Secondly, the Stoics provided a spiritual substance to the external imperial framework established by Alexander. Oriental ideas are infused into the West by the Stoics (Zeno and his successors) in two ways: (a) the idea of equality, and (b) natural law and cosmopolis. Another very interesting point is Voegelin’s noting the Semitic Stoics incorporation of the idea of a “mother-cult” which is another myth that all men are equal because all children born to the mother are equal. In Justinian’s Digest this notion is found derived from a Phoenician, Ulpian that children are born “free” and “equal” – a common formulation among all political theorists. The other idea is that natural law and the divine logos is living in each man as part of a collective mind. Stoics saw this not as an act of creation but a homonoia which already existed in the cosmion. No king was needed like Alexander to create this universal community as it was a given in the order of reality. But, only the wise men could see this. Even though egalitarianism was propounded, the Cynic aristocratic element was present in the exaltation of wise men—the moral personality who could understand the universal logos and was detached from the community below. It took Cicero to find a way to link the community with politics—via “duties.” Still this did not provide the spiritual aspect of community needed, and the aristocratic wise men remained alone unbounded to the community.

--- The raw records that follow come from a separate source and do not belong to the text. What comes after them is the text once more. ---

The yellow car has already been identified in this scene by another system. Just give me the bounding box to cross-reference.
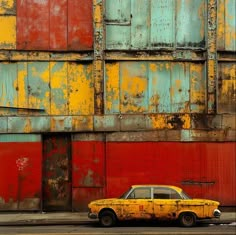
[88,185,221,227]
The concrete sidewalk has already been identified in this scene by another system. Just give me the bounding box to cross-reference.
[0,212,236,225]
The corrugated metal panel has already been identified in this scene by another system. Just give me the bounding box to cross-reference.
[42,135,72,211]
[17,0,93,51]
[217,0,236,51]
[106,142,236,206]
[218,62,236,113]
[72,140,105,188]
[105,62,206,114]
[0,134,42,211]
[0,62,94,115]
[106,0,206,50]
[0,15,16,49]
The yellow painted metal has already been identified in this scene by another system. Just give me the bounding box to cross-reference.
[0,16,16,49]
[0,0,16,15]
[105,63,120,113]
[68,63,94,115]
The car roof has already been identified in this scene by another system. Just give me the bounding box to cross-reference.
[131,184,182,193]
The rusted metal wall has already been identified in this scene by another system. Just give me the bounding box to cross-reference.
[72,134,106,211]
[0,134,42,211]
[0,0,236,210]
[106,141,236,206]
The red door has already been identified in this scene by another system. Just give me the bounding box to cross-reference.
[42,134,72,211]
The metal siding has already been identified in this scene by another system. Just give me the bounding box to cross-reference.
[176,0,206,48]
[217,0,236,51]
[68,0,93,51]
[170,63,190,113]
[105,61,206,114]
[68,63,94,115]
[0,15,16,50]
[27,62,50,113]
[0,134,42,211]
[148,62,171,113]
[106,0,206,50]
[131,0,150,49]
[0,63,17,112]
[50,62,68,115]
[120,62,148,113]
[17,0,93,51]
[150,0,175,47]
[218,62,236,113]
[72,140,105,188]
[49,0,68,50]
[106,142,236,206]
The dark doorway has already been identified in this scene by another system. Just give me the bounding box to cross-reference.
[42,134,72,211]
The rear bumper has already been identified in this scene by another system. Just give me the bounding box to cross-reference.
[213,209,221,218]
[88,212,98,219]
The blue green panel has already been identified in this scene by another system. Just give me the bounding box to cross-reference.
[120,62,148,113]
[0,63,17,107]
[176,0,206,47]
[106,25,130,50]
[150,0,175,48]
[131,0,150,49]
[28,62,50,113]
[170,63,190,113]
[105,0,131,23]
[148,62,171,113]
[0,134,41,142]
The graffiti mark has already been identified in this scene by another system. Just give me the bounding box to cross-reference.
[16,157,29,171]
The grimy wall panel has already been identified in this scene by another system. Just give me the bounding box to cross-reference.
[105,61,206,114]
[0,61,94,116]
[0,134,42,211]
[16,0,93,51]
[105,0,206,50]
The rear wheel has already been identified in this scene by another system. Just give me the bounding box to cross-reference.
[99,211,116,227]
[179,212,196,227]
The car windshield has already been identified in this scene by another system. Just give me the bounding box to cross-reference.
[180,190,192,199]
[120,188,131,198]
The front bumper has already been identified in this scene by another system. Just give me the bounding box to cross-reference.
[213,209,221,218]
[88,212,98,219]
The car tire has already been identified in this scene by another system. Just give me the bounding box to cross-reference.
[179,212,196,227]
[99,211,116,227]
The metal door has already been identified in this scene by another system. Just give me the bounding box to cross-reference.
[42,134,72,211]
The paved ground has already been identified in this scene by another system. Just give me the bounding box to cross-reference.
[0,212,236,225]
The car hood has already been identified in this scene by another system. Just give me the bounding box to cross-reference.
[89,198,121,205]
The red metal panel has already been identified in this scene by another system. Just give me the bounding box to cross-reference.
[72,187,104,211]
[17,0,93,51]
[106,142,236,206]
[68,0,93,50]
[72,141,105,187]
[50,0,67,50]
[17,0,50,50]
[0,142,42,210]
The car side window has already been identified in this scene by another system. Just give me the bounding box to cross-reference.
[128,188,151,199]
[153,188,181,199]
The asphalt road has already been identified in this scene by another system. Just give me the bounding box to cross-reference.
[0,223,236,235]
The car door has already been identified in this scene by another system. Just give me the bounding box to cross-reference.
[153,187,181,220]
[122,187,153,219]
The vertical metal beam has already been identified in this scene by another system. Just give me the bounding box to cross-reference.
[93,0,104,115]
[207,0,217,113]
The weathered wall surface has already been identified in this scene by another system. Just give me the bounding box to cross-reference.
[0,0,236,210]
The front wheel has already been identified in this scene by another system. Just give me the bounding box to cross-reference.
[99,211,116,227]
[179,212,196,227]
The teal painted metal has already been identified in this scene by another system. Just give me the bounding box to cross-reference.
[0,63,17,107]
[106,0,206,50]
[0,134,41,143]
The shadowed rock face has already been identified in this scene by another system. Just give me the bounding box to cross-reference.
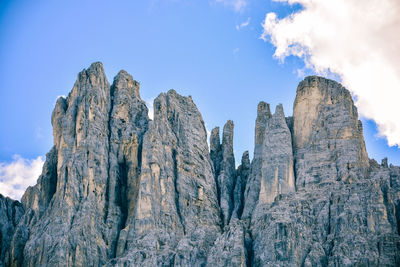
[0,63,400,267]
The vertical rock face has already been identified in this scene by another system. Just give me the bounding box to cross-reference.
[258,105,295,207]
[242,102,272,219]
[111,90,220,266]
[0,194,24,267]
[0,68,400,267]
[211,121,236,225]
[293,76,368,187]
[231,151,250,219]
[244,102,295,221]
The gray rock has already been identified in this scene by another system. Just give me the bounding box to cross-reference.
[0,194,24,267]
[231,151,250,219]
[210,121,236,226]
[110,90,221,266]
[242,102,272,220]
[293,76,368,187]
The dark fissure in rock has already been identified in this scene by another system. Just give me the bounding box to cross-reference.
[172,149,186,235]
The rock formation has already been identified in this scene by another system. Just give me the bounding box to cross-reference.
[0,63,400,267]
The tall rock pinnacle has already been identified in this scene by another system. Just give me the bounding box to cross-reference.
[293,76,368,187]
[0,65,400,267]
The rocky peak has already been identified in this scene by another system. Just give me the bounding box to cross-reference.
[0,66,400,267]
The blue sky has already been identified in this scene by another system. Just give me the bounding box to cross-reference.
[0,0,400,199]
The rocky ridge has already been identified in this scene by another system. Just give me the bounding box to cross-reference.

Both of these aspects of egalitarianism and individualized, solitary aristocracy prepared the way for Christianity. And despite the Stoic contribution, the substance of political reality was still lacking. The “dark ages” between the Fall of Rome and the Renaissance cannot be overlooked simply because politics had do with imperial kingship and not constitutional democracies. Divine kingship, the prominent idea during this time, also arose from the Orient—Ptolemy II of Egypt in 270 B.C. Voegelin points out even Plato’s analogy of the “cave” and “sun” had oriental origins. After the demise of the Greek polis, the people receded into the background, and politics was about rulers and dynasties. The philosopher-king in Plato’s Republic constitutes the nomos empsychos (living law), an idea promoted by Diotogenes. As king is to the polis so God is to the world; as the polis is to the world, the king is to God. The divine king is self-sufficient symbolic of what the community seeks to become.


           This sets the stage for the logos made flesh in Jesus Christ.


1.  How does the Hellenic and Roman periods provide the necessary precursors to Christianity?


2.  Is there more common ground between East and West than typically thought?


3.  Does political reality in its origin rest on “myth” as Voegelin articulates?